Vivo condenado a fazer o que não quero
então bem-comportado às vezes eu me desespero.
Se faço alguma coisa sempre alguém vem me dizer
Que isso ou aquilo não se deve fazer.
” (Erasmo Carlos)

A economia informal é um fenômeno enraizado na cultura brasileira, decorrente de nossa formação social. Segundo o Instituto Brasileiro de Ética Concorrencial – ETICO, aproximadamente 17,8% do Produto Interno Bruto (PIB) brasileiro corresponde ao que é denominado de economia subterrânea. Esse tipo de atividade engloba transações não declaradas ao poder público, abrangendo desde o comércio informal até atividades ilícitas. Conforme apontado pelo instituto, a informalidade “cria um ambiente de transgressão, estimula o comportamento econômico oportunista, com queda na qualidade do investimento e redução do potencial de crescimento da economia brasileira”. Contudo, é importante destacar que essa afirmação reflete apenas parcialmente a realidade, pois não considera a complexidade do cenário brasileiro e tende a criminalizar uma parcela significativa da população trabalhadora.

Tão importante quanto saber o tamanho da economia informal e os efeitos danosos nos cofres públicos e no livre mercado, é compreender o que empurra uma massa enorme de trabalhadores para atividades precárias, desprovida de vínculos trabalhistas e proteção social. Essas são pessoas que, deixadas à própria sorte, procuraram se virar para sobreviver em uma sociedade elitista, carente de oportunidades de trabalho digno e de justiça social.

A colonização brasileira foi marcada por um regime de escravidão bárbara e sujeição da dos trabalhadores livres aos desmandos dos senhores de engenho.
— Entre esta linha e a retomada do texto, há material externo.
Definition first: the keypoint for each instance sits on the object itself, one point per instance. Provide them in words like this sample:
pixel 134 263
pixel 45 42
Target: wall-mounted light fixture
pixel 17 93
A abolição da escravidão, sem uma política de compensação das injustiças causadas, só fez perpetuar e cristalizar as desigualdades sociais ao longo do processo de urbanização e industrialização do século XX. Nas grandes cidades cresceram e se desenvolveram com uma capacidade limitada de incorporar a maioria dos trabalhadores em suas atividades principais. A história da urbanização brasileira precisa ser contada sob a ótica daqueles que lutaram para sobreviver à margem dos ciclos de desenvolvimento e crises econômicas.

É importante notar que estamos constantemente transitando entre o formal e o informal, o legal e o ilegal, o regular e o irregular - desde as ações no trânsito até as transações comerciais de alimentos, insumos e vestuário, assim como na ocupação do espaço urbano. Esse padrão não se limita às populações de baixa renda. A irregularidade urbana no Brasil afeta significativamente todas as faixas de renda. Por exemplo, em 2019 o antigo Ministério das Cidades apontou que mais de 50% das construções em grandes cidades são consideradas irregulares. Encontramos irregularidades nos títulos de propriedade, nos padrões de ocupação e até mesmo nas calçadas.
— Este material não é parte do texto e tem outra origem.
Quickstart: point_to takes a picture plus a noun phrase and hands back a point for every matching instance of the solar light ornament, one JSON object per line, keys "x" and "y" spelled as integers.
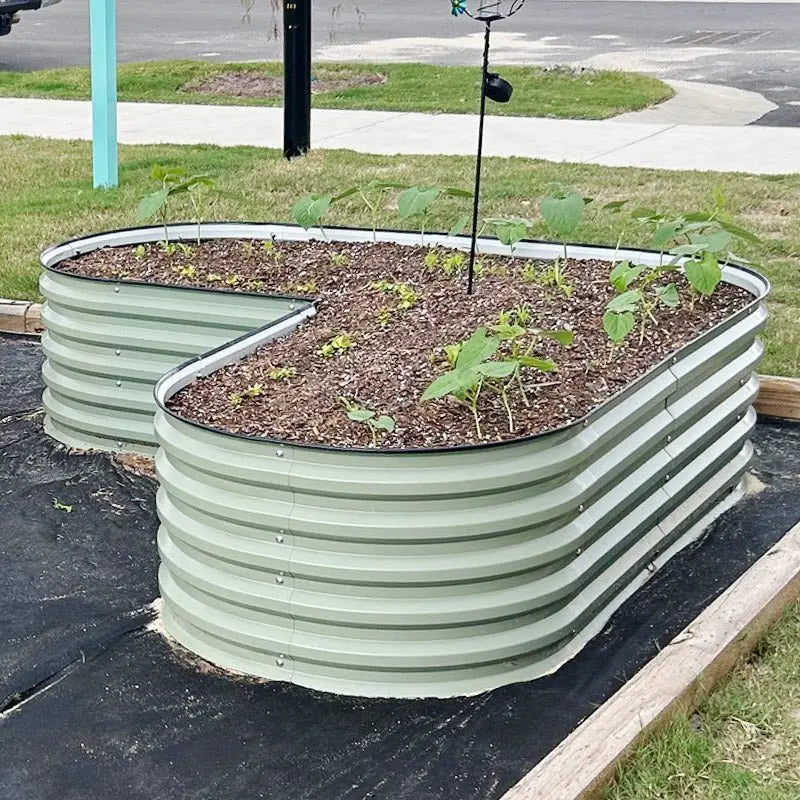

Surpreendentemente, até o próprio Estado, responsável pela ordenação do território, contribui para a irregularidade, seja diretamente ou indiretamente. Um exemplo disso é a habitação social. Enquanto alguns conjuntos habitacionais construídos nas últimas décadas passam por processos de regularização, as normas de uso e ocupação dos novos empreendimentos do Programa Minha Casa Minha Vida (PMCMV) muitas vezes desconsideram as necessidades sociais e econômicas dos moradores, proibindo o uso misto (residencial e comercial) nas unidades habitacionais. Ao visitar esses empreendimentos do PMCMV, é comum encontrar estratégias de geração de renda que se baseiam na casa como um importante ativo econômico em tempos de crise.

Práticas que ignoram tais vulnerabilidades sociais e econômicas perpetuam um cenário de exclusão, baseado em normativas que são difíceis de serem cumpridas dentro da realidade da maioria dos trabalhadores assalariados no Brasil. Por exemplo, os custos para regularizar um imóvel, incluindo registro e escritura, chegam em média a 8% do valor da transação imobiliária. Esses valores podem ser verificados no Instituto de Registro Imobiliário do Brasil (IRIB).
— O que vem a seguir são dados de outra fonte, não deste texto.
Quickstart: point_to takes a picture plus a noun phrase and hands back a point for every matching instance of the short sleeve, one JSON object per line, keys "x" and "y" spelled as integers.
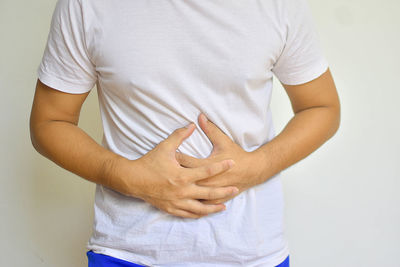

Outra ponderação importante a se fazer, é que os trabalhadores urbanos assalariados conquistaram direitos e condições de trabalho relativamente boas, principalmente em relação ao trabalho rural. No entanto, o trabalhador assalariado sempre sofreu com baixa remuneração e estabilidade precária. A informalidade, para muitos, foi e ainda é uma necessidade em termos de sobrevivência. Para outros, uma alternativa às baixas remunerações do mercado formal.

Sob essa ótica, as diversas manifestações da economia informal, podem ser compreendidas como formas de sobrevivência e resistência a economia de mercado predatória que predomina no Brasil. Também expressa o acesso desigual a bens e direitos em nossa sociedade. Importante destacar que a informalidade é um conceito impreciso e é usado para designar atividades do comércio varejista, prestação de serviços, trabalho assalariado sem registro formal e pequena produção doméstica. A informalidade abarca ainda uma série de outras atividades e relações sociais, inclusive na forma de apropriação do espaço.

A realidade revela não apenas a necessidade de políticas públicas mais inclusivas e eficazes, mas também a importância de se compreender as dinâmicas sociais e econômicas que perpetuam e criminalizam a informalidade em nosso país.